Der Deutsche Bundestag will die Arbeit von Sicherheitsbehörden des Bundes mit einem neuen Posten stärker kontrollieren. Nach Angaben aus Koalitionskreisen soll der SPD-Abgeordnete Ulrich Grötsch noch in diesem Jahr der erste unabhängige Polizeibeauftragte des Bundestags werden. Seine Aufgabe soll es sein, die Arbeit von Bundespolizei, Bundeskriminalamt, Zoll und Bundestagspolizei unabhängig zu überwachen.

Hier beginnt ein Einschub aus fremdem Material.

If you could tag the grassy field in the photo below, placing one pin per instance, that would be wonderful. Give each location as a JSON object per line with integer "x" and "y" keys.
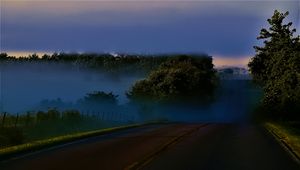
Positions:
{"x": 39, "y": 144}
{"x": 27, "y": 128}
{"x": 288, "y": 132}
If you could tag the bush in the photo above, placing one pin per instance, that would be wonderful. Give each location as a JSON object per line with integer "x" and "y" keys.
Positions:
{"x": 11, "y": 136}
{"x": 181, "y": 78}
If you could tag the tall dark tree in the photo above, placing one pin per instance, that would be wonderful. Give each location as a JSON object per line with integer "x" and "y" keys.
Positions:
{"x": 276, "y": 65}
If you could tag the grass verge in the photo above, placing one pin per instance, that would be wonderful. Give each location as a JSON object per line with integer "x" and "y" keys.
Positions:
{"x": 40, "y": 144}
{"x": 287, "y": 135}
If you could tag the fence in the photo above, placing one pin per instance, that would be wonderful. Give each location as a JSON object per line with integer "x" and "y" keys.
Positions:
{"x": 31, "y": 119}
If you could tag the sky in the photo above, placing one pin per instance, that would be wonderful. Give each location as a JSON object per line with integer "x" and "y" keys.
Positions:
{"x": 226, "y": 30}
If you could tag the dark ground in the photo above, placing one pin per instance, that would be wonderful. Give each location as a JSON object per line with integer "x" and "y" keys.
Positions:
{"x": 169, "y": 146}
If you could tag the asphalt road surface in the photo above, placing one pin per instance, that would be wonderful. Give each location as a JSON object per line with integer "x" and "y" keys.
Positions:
{"x": 165, "y": 147}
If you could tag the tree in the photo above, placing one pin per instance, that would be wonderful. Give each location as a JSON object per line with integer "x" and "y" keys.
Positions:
{"x": 276, "y": 65}
{"x": 181, "y": 78}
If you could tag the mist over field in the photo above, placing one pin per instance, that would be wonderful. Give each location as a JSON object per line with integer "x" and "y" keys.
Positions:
{"x": 25, "y": 87}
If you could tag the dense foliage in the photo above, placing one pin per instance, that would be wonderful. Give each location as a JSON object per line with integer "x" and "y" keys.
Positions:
{"x": 183, "y": 78}
{"x": 108, "y": 62}
{"x": 276, "y": 67}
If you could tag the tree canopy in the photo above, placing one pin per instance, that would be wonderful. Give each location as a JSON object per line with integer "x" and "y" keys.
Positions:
{"x": 179, "y": 78}
{"x": 276, "y": 65}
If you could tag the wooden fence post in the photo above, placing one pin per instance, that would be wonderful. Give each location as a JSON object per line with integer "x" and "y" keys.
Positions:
{"x": 3, "y": 118}
{"x": 16, "y": 122}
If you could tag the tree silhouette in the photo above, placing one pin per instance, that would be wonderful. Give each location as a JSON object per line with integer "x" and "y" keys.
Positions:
{"x": 276, "y": 65}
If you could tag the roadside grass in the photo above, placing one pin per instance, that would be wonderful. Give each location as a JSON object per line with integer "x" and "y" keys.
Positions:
{"x": 40, "y": 144}
{"x": 288, "y": 132}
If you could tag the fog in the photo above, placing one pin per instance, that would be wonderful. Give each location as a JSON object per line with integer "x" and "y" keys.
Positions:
{"x": 25, "y": 86}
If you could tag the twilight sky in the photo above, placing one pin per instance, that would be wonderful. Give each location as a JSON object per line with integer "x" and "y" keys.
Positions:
{"x": 224, "y": 29}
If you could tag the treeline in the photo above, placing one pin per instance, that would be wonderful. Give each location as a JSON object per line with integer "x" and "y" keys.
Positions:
{"x": 105, "y": 61}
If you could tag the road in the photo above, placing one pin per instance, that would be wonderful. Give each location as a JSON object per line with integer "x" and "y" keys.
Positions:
{"x": 164, "y": 147}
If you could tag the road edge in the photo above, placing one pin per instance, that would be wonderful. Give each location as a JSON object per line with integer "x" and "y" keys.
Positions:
{"x": 12, "y": 151}
{"x": 281, "y": 140}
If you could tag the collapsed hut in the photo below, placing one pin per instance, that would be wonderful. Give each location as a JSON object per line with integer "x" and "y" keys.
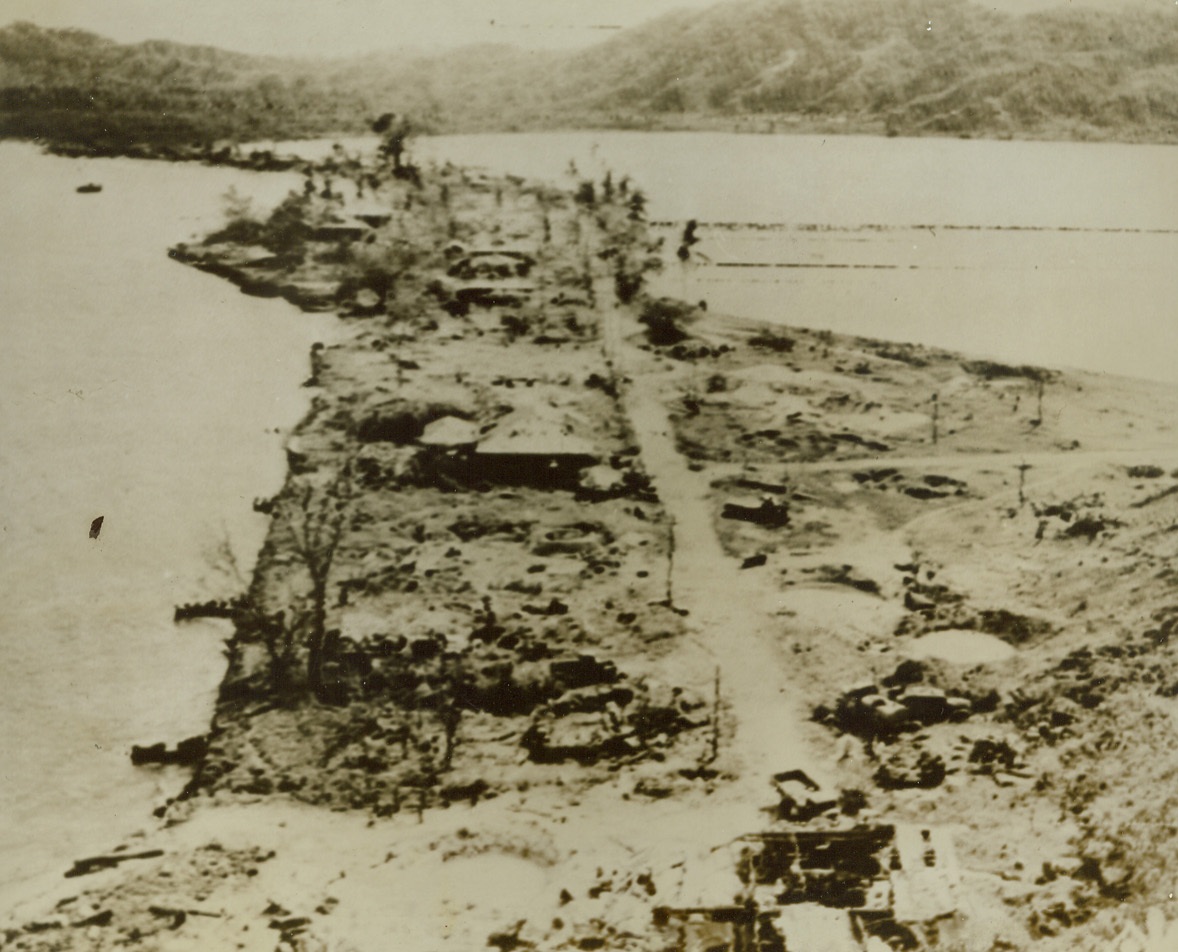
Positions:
{"x": 537, "y": 448}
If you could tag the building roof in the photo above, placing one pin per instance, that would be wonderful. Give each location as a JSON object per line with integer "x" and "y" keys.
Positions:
{"x": 450, "y": 431}
{"x": 535, "y": 431}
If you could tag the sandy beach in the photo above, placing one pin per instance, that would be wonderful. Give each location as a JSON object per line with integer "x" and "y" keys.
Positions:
{"x": 581, "y": 608}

Demnach hat sich die SPD-Fraktion, die für den Posten das Vorschlagsrecht hat, auf Grötsch geeinigt. "Ich bin mir sehr sicher, dass mein Abgeordneten-Kollege Uli Grötsch mit viel Bürgernähe in seinem Wahlkreis und auch als ehemaliger Polizist mit langer Erfahrung mit Sicherheit eine der geeignetsten Personen für dieses Amt ist", sagt Sebastian Hartmann, der innenpolitische Sprecher der SPD-Fraktion der Süddeutschen Zeitung. Grötsch selbst wollte sich am Montag nur allgemein zu dem Amt äußern. Dessen Auftrag sei es, die Polizei und diejenigen zusammenzuführen, die sich von ihr diskriminiert fühlen.

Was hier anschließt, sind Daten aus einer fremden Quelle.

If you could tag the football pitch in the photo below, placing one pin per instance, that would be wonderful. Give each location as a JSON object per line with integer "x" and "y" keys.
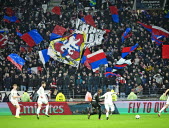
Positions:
{"x": 81, "y": 121}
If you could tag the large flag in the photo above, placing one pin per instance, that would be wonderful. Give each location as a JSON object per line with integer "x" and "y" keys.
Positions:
{"x": 3, "y": 40}
{"x": 97, "y": 59}
{"x": 156, "y": 30}
{"x": 114, "y": 13}
{"x": 165, "y": 51}
{"x": 88, "y": 19}
{"x": 9, "y": 19}
{"x": 126, "y": 34}
{"x": 24, "y": 48}
{"x": 84, "y": 59}
{"x": 94, "y": 36}
{"x": 122, "y": 63}
{"x": 5, "y": 30}
{"x": 92, "y": 2}
{"x": 32, "y": 37}
{"x": 35, "y": 70}
{"x": 9, "y": 11}
{"x": 126, "y": 50}
{"x": 57, "y": 32}
{"x": 56, "y": 10}
{"x": 44, "y": 57}
{"x": 109, "y": 74}
{"x": 67, "y": 50}
{"x": 156, "y": 39}
{"x": 16, "y": 60}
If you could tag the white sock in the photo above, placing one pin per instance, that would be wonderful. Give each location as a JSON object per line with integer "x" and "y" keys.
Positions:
{"x": 47, "y": 108}
{"x": 107, "y": 114}
{"x": 162, "y": 109}
{"x": 38, "y": 110}
{"x": 17, "y": 111}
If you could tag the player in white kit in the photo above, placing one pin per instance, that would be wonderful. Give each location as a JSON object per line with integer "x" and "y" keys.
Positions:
{"x": 108, "y": 102}
{"x": 167, "y": 103}
{"x": 14, "y": 100}
{"x": 42, "y": 99}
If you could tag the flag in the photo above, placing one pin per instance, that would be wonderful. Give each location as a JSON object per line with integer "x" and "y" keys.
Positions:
{"x": 32, "y": 38}
{"x": 3, "y": 41}
{"x": 68, "y": 49}
{"x": 24, "y": 48}
{"x": 109, "y": 74}
{"x": 114, "y": 13}
{"x": 165, "y": 51}
{"x": 9, "y": 11}
{"x": 57, "y": 32}
{"x": 97, "y": 59}
{"x": 127, "y": 50}
{"x": 18, "y": 33}
{"x": 109, "y": 69}
{"x": 122, "y": 63}
{"x": 4, "y": 31}
{"x": 84, "y": 59}
{"x": 167, "y": 16}
{"x": 156, "y": 39}
{"x": 88, "y": 19}
{"x": 94, "y": 36}
{"x": 56, "y": 10}
{"x": 16, "y": 60}
{"x": 44, "y": 57}
{"x": 35, "y": 70}
{"x": 125, "y": 34}
{"x": 92, "y": 2}
{"x": 9, "y": 19}
{"x": 155, "y": 30}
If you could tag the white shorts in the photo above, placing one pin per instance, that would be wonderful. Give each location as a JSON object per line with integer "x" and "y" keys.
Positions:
{"x": 109, "y": 106}
{"x": 15, "y": 102}
{"x": 42, "y": 101}
{"x": 167, "y": 100}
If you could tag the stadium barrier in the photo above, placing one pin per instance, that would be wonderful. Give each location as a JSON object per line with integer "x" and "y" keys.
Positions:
{"x": 69, "y": 108}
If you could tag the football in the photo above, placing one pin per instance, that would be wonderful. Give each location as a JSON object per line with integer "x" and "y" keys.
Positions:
{"x": 137, "y": 116}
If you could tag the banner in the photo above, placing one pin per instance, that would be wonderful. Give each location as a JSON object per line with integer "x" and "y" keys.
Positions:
{"x": 30, "y": 108}
{"x": 67, "y": 50}
{"x": 69, "y": 108}
{"x": 94, "y": 36}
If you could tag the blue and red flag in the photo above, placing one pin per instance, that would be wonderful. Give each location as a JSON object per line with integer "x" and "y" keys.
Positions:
{"x": 109, "y": 74}
{"x": 16, "y": 60}
{"x": 84, "y": 59}
{"x": 126, "y": 34}
{"x": 156, "y": 30}
{"x": 97, "y": 59}
{"x": 32, "y": 37}
{"x": 122, "y": 63}
{"x": 56, "y": 10}
{"x": 18, "y": 33}
{"x": 167, "y": 16}
{"x": 114, "y": 13}
{"x": 156, "y": 39}
{"x": 9, "y": 19}
{"x": 88, "y": 19}
{"x": 126, "y": 50}
{"x": 57, "y": 32}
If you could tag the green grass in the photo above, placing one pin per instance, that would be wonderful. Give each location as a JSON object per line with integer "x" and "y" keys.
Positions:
{"x": 81, "y": 121}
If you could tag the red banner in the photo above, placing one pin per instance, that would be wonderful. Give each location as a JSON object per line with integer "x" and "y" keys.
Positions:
{"x": 30, "y": 108}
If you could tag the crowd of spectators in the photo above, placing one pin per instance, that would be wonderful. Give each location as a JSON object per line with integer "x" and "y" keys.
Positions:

Noch laufen im Bundestag ohnehin erst die Vorbereitungen dafür, einen solchen Posten überhaupt zu schaffen. SPD, Grüne und FDP arbeiten derzeit an Eckpunkten für einen Gesetzentwurf. "Wir sind zuversichtlich, dass wir den Gesetzentwurf, der im Bundestag erarbeitet wird, noch vor der Sommerpause verabschieden werden", sagte Irene Mihalic, die Erste Parlamentarische Geschäftsführerin der Grünen der SZ. Wird Grötsch dann vom Bundestag wie erwartet gewählt, könnte der SPD-Politiker noch in diesem Jahr mit einem kleinen Stab von Beschäftigten die Arbeit aufnehmen. In den ersten Beratungen über den Haushalt 2023 hatten die Ampel-Fraktionen bereits Geld für den Posten bewilligt.

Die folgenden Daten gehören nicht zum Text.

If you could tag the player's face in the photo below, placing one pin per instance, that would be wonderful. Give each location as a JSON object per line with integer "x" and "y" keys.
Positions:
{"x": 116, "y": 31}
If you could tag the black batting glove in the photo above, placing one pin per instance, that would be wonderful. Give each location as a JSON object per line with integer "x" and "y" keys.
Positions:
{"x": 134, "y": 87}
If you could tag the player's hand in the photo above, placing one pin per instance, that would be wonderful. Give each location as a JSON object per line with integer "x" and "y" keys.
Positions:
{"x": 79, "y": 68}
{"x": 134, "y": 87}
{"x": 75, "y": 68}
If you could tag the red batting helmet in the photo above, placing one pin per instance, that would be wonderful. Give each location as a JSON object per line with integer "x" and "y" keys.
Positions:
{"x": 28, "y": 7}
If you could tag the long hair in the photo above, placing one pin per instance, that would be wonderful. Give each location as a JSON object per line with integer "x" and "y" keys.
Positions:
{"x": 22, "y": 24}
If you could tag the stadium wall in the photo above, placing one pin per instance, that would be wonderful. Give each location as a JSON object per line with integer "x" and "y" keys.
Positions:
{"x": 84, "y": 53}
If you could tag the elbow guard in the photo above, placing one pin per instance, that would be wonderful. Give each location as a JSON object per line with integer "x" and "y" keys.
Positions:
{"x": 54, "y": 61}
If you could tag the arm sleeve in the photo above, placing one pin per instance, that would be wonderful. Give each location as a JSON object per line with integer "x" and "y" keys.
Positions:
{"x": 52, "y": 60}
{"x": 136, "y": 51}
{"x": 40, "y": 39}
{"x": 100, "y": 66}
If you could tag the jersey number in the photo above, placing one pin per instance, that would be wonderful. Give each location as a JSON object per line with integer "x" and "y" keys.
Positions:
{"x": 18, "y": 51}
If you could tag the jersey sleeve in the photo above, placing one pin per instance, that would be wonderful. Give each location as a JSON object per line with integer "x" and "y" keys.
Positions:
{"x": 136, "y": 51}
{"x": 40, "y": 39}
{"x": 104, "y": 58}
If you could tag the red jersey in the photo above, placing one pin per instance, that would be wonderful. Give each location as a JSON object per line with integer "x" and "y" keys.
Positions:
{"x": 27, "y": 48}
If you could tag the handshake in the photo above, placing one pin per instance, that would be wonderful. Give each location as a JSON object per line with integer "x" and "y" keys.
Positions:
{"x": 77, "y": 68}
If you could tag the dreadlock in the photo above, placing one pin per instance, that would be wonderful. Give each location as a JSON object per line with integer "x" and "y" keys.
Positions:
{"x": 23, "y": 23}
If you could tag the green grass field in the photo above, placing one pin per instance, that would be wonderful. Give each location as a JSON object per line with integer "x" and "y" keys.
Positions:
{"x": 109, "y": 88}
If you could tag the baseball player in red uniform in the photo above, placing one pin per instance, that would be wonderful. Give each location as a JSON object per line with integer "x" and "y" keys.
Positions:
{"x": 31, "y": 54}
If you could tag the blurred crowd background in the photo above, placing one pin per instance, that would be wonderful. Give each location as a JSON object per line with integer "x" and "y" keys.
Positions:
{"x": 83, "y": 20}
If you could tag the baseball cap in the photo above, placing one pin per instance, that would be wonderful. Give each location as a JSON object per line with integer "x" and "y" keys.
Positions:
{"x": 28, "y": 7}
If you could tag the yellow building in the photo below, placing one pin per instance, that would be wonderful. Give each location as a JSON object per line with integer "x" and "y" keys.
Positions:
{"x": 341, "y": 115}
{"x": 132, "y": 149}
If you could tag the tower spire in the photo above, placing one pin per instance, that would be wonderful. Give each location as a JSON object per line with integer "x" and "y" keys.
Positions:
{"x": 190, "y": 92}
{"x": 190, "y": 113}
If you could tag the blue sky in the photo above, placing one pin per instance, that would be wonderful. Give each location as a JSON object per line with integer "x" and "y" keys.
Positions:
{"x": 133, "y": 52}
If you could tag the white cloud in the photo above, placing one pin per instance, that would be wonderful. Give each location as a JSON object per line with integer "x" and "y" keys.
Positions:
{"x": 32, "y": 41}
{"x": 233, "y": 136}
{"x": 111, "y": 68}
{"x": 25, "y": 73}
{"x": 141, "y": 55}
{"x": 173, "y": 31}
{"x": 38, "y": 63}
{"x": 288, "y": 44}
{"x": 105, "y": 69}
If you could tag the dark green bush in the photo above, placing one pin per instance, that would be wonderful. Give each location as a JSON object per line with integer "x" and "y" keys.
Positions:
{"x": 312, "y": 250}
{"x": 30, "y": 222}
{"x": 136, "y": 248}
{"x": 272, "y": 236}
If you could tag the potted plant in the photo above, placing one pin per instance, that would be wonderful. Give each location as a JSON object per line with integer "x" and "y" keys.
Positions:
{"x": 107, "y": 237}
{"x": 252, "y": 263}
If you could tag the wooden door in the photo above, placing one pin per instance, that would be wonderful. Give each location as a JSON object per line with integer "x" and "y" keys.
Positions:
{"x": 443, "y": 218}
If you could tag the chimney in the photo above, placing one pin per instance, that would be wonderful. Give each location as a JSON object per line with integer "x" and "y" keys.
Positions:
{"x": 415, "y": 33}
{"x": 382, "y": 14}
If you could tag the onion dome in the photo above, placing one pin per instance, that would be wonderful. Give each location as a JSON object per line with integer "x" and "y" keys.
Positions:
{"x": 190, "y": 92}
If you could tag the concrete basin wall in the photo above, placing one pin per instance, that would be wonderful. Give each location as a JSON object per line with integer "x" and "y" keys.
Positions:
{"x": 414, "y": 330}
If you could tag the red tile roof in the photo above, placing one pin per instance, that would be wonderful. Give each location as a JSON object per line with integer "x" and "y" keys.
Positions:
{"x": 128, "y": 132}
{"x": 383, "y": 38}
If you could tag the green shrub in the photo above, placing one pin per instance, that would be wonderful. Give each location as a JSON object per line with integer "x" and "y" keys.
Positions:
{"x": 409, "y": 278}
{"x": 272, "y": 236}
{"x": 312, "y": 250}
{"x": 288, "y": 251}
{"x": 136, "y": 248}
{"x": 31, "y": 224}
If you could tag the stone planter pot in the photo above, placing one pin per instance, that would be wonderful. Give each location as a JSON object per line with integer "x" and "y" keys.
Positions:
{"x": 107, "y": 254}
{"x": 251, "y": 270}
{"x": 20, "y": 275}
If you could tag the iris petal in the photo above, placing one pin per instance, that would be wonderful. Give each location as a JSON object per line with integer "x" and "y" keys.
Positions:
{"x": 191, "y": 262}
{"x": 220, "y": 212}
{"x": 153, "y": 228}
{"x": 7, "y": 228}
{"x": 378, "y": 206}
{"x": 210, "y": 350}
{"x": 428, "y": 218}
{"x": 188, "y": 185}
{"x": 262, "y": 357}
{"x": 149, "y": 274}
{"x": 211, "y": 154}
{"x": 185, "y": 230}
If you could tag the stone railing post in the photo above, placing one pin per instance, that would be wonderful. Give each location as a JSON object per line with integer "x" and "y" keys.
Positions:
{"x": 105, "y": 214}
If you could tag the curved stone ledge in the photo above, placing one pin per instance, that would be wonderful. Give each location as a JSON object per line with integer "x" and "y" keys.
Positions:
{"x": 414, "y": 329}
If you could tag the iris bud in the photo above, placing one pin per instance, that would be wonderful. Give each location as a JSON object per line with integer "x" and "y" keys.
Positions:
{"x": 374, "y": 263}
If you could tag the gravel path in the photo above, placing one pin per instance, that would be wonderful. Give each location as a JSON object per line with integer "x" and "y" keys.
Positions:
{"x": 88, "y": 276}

Bürgerinnen und Beamte sollen sich an den Ombudsmann wenden können

Vor allem die Grünen hatten die Einführung eines solchen Beauftragten über Jahre vorangetrieben, weil Berichte über Machtmissbrauch von Beamten, aber auch über Angriffe auf Einsatzkräfte zugenommen hatten. An den Beauftragten sollen sich künftig sowohl Bürger als auch Polizistinnen und Polizisten wenden können. Er soll weitgehende Befugnisse bekommen, etwa Akten anfordern können und Zutrittsrecht zu Behörden haben. Als Vorbild gilt der Posten der Wehrbeauftragten des Bundes, den seit 2020 die SPD-Abgeordnete Eva Högl innehat.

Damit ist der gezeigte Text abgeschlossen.